Pr15A Seeing an alternate universe

nick-fewings-1zJkgcOS0is-unsplashGenesis 45:1-15
Romans 11:1-2a, 29-32
Matthew 15: (10-20), 21-28

In the classic “text of terror” (a biblical genre identified by theologian Phyllis Trible) a woman is the victim of patriarchal oppression and/or violence and there is no one to protect or seek justice for her.  In variations, the victim may be male or the perpetrator may not be human. Sometimes the perpetrator is God as in this week’s first and second readings, and almost in the third.

In the first reading, Joseph says that God, not his brothers, was responsible for selling him into slavery.  It was all part of God’s plan for saving “a remnant” (a few) from a future famine. God had a plan and Joseph knew what it was.

In the second reading, the apostle Paul says God has yet another plan: staggering salvation as between  Jews and gentiles.  First the Jews, then the gentiles, then the Jews who didn’t get it the first time.  Do the gentiles get a second chance? Maybe not.  But God has a plan and Paul knows what it is.

God’s plans sound terrifying: innocent people are destined for misfortune and suffering so that God can be good to someone else.

We ought to go verrrrrry slowly when we hear someone talk confidently about God’s plan. They are probably talking about their own hopes and dreams, which may or may not be worthy and may or may not be of God.  Jesus nearly ignores the only person in Matthew’s gospel who is said to have “great faith” because Jesus thought the plan was for  “the house of Israel” to come first. Thankfully, Jesus was going slowly enough to see the woman’s faith and change his mind.

In the first reading, Joseph ultimately saved many people from starving during a seven year famine. But the notion that God planned to use slavery — evil, violence and injustice — to accomplish a good result is problematic. It leaves no room for an alternate universe of possibilities that might also have accomplished that good result without the evil, violence and injustice.

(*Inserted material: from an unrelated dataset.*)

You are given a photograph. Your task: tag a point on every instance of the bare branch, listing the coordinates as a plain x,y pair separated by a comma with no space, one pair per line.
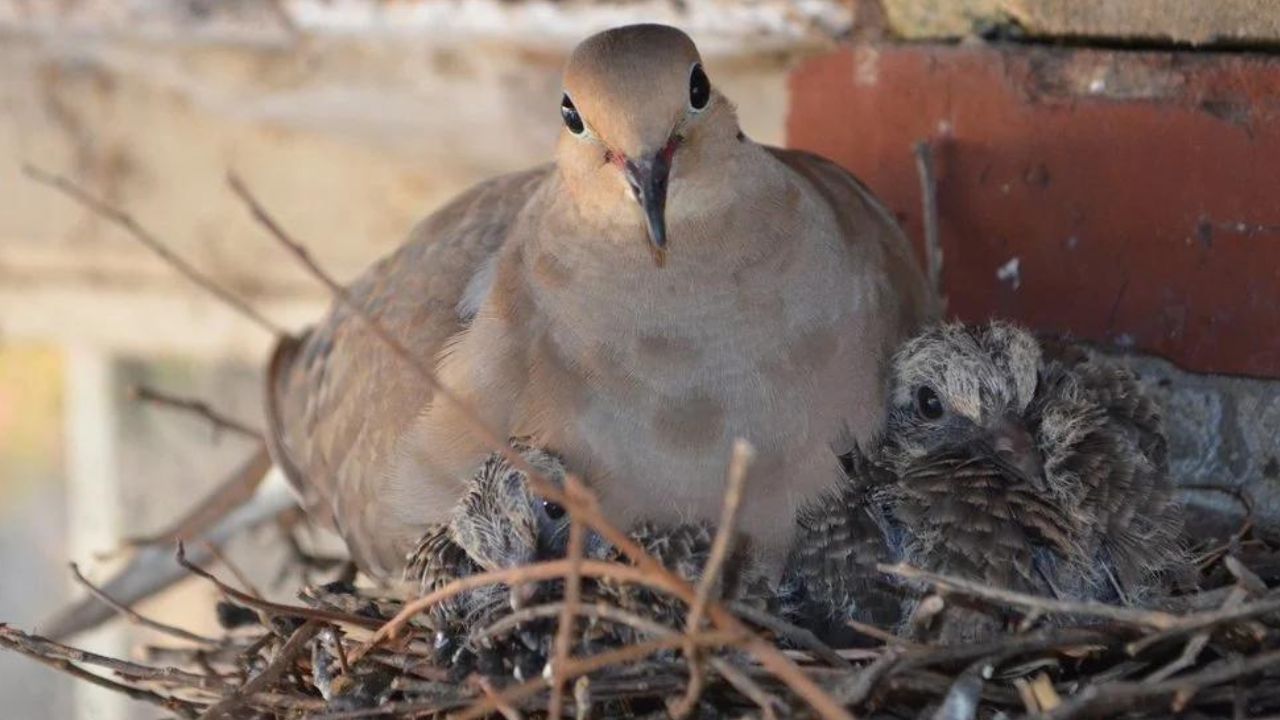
199,408
133,616
126,222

Faith, like the Canaanite woman’s faith, is what brings an alternate universe of possibilities into view.

Sharon Salzberg is a teacher of Buddhist meditation and co-founder of the Insight Meditation Society in Barre, Massachusetts.  In her 2003 book, Faith: Trusting Your Own Deepest Experience, she writes that faith is that quality which impels us to look for possibilities other than suffering or brokenness. It enables us to seek what is constant and whole and become connected to it.

The faith of the Canaanite woman saw in Jesus an alternate universe in which a foreigner could offer healing to her daughter.  Having “great faith” she kept calling him until he could see it too.